In a Nov. 21 post, the Media Research Center’s Kyle Drennen complained that “all three network morning shows fretted over the Justice Department filing a lawsuit to block a planned merger between telecommunications giants AT&T and Time Warner Cable. Hosts and correspondents warned of ‘politics’ being ‘at play’ in the decision and touted how critics were “raising concerns about the motive behind the government’s legal challenge.'” In attacking people on NBC for raising questions about how the Justice Department wants to block the merger, Drennen added:
The NBC journalists conveniently failed to mention that the last company that attempted to purchase Time Warner Cable was their parent company, Comcast. In 2014, the news network actually pushed that proposed merger with several positive reports on the business plan.
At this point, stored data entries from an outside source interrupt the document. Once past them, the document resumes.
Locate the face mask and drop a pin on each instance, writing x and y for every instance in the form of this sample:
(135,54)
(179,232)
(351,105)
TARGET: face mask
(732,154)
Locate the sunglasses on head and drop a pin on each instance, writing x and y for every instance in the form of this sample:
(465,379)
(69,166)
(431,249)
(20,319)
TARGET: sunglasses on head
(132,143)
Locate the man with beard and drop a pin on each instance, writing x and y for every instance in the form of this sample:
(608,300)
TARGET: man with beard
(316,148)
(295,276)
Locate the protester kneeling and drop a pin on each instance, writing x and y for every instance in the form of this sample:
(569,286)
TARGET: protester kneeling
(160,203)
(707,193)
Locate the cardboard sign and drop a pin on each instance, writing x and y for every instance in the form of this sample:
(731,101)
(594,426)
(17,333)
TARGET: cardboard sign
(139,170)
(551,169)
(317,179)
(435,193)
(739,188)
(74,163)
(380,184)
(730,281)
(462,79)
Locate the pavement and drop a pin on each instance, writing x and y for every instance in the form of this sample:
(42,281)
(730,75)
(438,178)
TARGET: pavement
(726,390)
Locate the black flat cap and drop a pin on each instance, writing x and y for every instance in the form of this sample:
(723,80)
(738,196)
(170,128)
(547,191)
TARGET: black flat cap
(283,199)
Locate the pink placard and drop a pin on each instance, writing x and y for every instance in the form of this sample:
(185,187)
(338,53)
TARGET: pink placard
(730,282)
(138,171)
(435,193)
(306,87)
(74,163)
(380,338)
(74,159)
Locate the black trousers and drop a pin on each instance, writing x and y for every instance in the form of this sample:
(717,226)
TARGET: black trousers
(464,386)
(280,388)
Ultimately the deal collapsed when the Obama Justice Department came out in opposition to it on the same antitrust grounds now being cited by the Trump administration.
Apparently everyone at NBC came down with a case of memory loss on Tuesday as they skipped over that important background information.
Drennen’s problem here is that he doesn’t know there’s a difference between Time Warner — the company that actually is trying to merge with AT&T — and Time Warner Cable, which operated cable TV franchises and was not involved with CNN or other cable TV channels operated by Time Warner. Time Warner spun off Time Warner Cable in 2008, and was a completely separate company from Time Warner at the time Comcast attempted to buy it. Time Warner Cable was ultimately purchased in 2015 by Charter Communications, a cable provider smaller than Comcast so the same antitrust questions were raised.
As such, it doesn’t exist anymore. But Drennen seems to think it still does.
Further, counter to Drennen’s claim, the proposed Time Warner-AT&T merger raises none of the same antitrust concerns that the Time Warner Cable-Comcast merger proposal did. A Time Warner Cable-Comcast merger would have created a cable TV behemoth; by contrast, the merged Charter-Time Warner Cable (along with a third company that merged with Charter at the same time) is the same size as Comcast’s current cable operations. By contrast, AT&T is mostly a landline and phone company that also owns satellite TV provider DirecTV, while Time Warner owns a movie studio and TV networks and productions (the titular magazine division was just sold).
In short, it’s not that much different from the current Comcast, which merged with NBC Universal and now has movie and TV production and TV networks along with its cable offerings.
Nevertheless, Drennen insisted that the Trump Justice Department was engaging in “routine government oversight — something the liberal media usually champion.” Of course, a president hadn’t regularly attacked and disparaged a component of the Comcast-NBC merger. Nor did we have the spectacle of the head of the Justice Department’s antitrust division scramble to walk back an earlier claim that he saw no major antitrust problem with the merger, as we’re seeing regarding the Time Warner-AT&T proposal.